Let us consider, for example, Thomas Aquinas. Though he wrote in the thirteenth century, he echoes Chilton and Crossan of the twenty-first century when he talks about the “first” and “second” resurrections.
He speaks of a “double Resurrection” wherein the first is Waking Up in this lifetime. He implies that if we do this correctly, we don’t have to worry about the second.
Aquinas explains the “first resurrection” this way: “First, let us try to rise spiritually from the soul’s death, brought on by our sins, to that life of justice obtained through penitence: ‘Rise, you who sleep, and rise from the dead; and Christ shall enlighten you’ (Eph.5:14). This is the first resurrection: ‘blessed and holy is one who has part in the first resurrection’ (John 20:6).’”
Being asleep is a kind of death from which we need to rise up and resurrect. The first resurrection is about Waking Up. He cites Paul: “’As Christ is risen from the dead by the glory of the Father, so we also must walk in newness of life’ (Rom. 6:4). The new life is the life of justice renewing the soul and leading it to the life of glory.”
How prevalent is the sleepfulness of which Aquinas speaks? It would appear to be universal, since Kabir, the fifteenth century Indian mystic, tells us: “You have been sleeping for millions and millions of years. Why not wake up this morning?”
Aquinas invokes Paul with an image from Isaiah 60.1: ‘Arise, be enlightened, O Jerusalem; for your light is come, and the glory of the Lord is risen upon you. ‘Rise from a neglect of good works, you who sleep. ‘How long will you sleep, O sluggard?’ (Prov. 6:9) ‘Shall he that sleep rise again no more?’ (Ps 41:9).”
Says Aquinas: “There is a double resurrection, one of the body, when the soul rejoins body, the other spiritual, when soul reunites to God. Christ’s bodily resurrection produces both in us—though he himself never rose again spiritually, for he had never been separated from God.”

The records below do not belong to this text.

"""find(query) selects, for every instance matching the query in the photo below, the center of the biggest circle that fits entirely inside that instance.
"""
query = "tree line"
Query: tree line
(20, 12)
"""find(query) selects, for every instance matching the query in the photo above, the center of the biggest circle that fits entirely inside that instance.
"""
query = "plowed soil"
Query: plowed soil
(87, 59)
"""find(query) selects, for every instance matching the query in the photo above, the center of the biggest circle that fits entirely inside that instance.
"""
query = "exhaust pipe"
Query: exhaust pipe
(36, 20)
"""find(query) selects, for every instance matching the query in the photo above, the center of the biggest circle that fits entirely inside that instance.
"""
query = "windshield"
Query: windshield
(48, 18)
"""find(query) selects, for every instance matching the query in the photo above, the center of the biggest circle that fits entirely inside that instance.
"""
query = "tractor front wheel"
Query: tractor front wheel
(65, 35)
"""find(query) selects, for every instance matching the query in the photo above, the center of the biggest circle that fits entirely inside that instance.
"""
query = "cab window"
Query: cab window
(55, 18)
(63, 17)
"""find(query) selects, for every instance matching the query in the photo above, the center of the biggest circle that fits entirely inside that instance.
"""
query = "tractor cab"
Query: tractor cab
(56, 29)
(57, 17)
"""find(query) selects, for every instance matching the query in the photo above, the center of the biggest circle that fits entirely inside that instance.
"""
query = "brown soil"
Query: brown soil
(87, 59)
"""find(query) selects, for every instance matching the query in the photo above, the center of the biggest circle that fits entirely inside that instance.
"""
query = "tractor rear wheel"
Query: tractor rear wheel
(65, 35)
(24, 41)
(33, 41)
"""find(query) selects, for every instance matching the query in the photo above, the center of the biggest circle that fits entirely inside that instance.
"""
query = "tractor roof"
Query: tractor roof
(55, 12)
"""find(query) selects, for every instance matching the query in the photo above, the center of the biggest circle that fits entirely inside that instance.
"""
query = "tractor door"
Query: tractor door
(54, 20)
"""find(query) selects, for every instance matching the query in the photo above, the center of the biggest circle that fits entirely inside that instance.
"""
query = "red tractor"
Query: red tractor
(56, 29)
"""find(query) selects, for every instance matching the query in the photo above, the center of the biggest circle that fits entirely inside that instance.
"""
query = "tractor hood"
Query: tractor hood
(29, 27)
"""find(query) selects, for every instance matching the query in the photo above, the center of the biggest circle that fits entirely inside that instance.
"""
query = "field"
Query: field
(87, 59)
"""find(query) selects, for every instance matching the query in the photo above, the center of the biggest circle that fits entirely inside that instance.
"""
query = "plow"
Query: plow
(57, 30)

For Aquinas, our being asleep is being separated from God. It is also succumbing to acedia, the capital sin we often translate as sloth but that has a far richer meaning that includes depression, despair, passivity, boredom–in short couchpotato-itis. Aquinas defines acedia as “the lack of energy to begin new things.” We find it everywhere today, it is a “sign of our times,” and that is why we created a new word for it, namely couchpotato-itis.

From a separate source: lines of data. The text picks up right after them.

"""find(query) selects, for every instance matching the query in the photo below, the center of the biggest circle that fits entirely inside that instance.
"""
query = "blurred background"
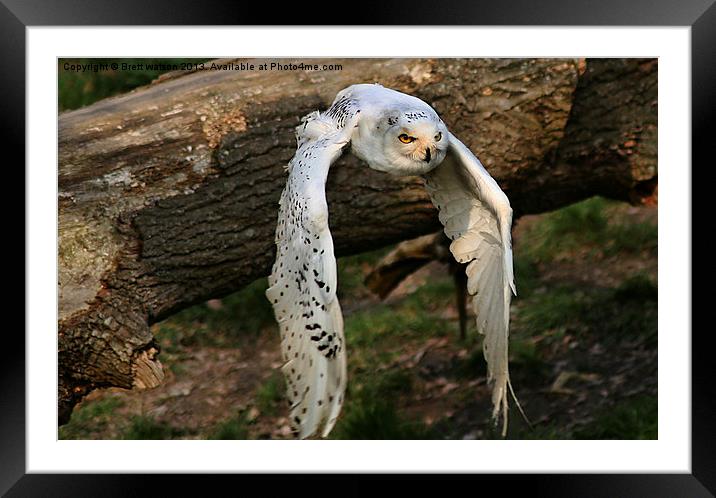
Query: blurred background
(583, 346)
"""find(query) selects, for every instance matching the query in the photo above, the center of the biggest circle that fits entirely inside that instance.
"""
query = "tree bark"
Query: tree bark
(168, 195)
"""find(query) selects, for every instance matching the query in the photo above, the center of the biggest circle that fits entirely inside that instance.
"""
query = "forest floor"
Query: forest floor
(583, 349)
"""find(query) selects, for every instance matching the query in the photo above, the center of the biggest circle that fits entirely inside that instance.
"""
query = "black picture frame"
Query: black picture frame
(700, 15)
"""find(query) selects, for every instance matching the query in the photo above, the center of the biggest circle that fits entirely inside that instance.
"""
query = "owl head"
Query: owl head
(409, 142)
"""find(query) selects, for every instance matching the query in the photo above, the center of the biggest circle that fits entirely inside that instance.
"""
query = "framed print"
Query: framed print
(168, 130)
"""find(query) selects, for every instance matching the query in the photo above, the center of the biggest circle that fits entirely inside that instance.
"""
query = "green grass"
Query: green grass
(144, 427)
(636, 418)
(587, 224)
(630, 309)
(370, 410)
(90, 417)
(78, 89)
(232, 428)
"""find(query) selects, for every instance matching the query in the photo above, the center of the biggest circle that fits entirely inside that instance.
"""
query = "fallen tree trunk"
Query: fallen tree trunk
(168, 195)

Its cure is Waking Up. How does that happen? Aquinas proposes that zeal comes from an intense experience of love, beauty or goodness. Yes, beauty and falling in love are the cure for acedia and being asleep. The Via Positiva awakens us.
Adapted from Matthew Fox, The Tao of Thomas Aquinas: Fierce Wisdom for Hard Times, pp. 166-168.
And Matthew Fox, Sheer Joy: Conversations with Thomas Aquinas on Creation Spirituality, pp. 361ff, 114.
Banner Image: A Brisk sunrise. Photo by Tim J on Unsplash.
Do you recognize your experiences of the Via Positiva, awe, wonder, beauty, goodness as resurrection experiences? What follows from that?
Sheer Joy: Conversations with Thomas Aquinas on Creation Spirituality
Matthew Fox renders Thomas Aquinas accessible by interviewing him and thus descholasticizing him. He also translated many of his works such as Biblical commentaries never before in English (or Italian or German of French). He gives Aquinas a forum so that he can be heard in our own time. He presents Thomas Aquinas entirely in his own words, but in a form designed to allow late 20th-century minds and hearts to hear him in a fresh way.
“The teaching of Aquinas comes through will a fullness and an insight that has never been present in English before and [with] a vital message for the world today.” ~ Fr. Bede Griffiths (Afterword).
Foreword by Rupert Sheldrake
2 thoughts on “Aquinas on Resurrecting in this Lifetime”
Thomas Aquinas was probably the greatest Catholic theologian. He abandoned writing Summa Theologiae after his own second resurrection. As he said: “All that I have written seems to me like straw compared with what has now been revealed to me.”
Ron, I too agree with you in that Thomas Aquinas was the greatest Catholic Theologian. And then he had his awakening. Perhaps he heeded the call of the Preacher: “of the making many books there is no end; and much study is a weariness of the flesh” (Ecclesiastes 12:12).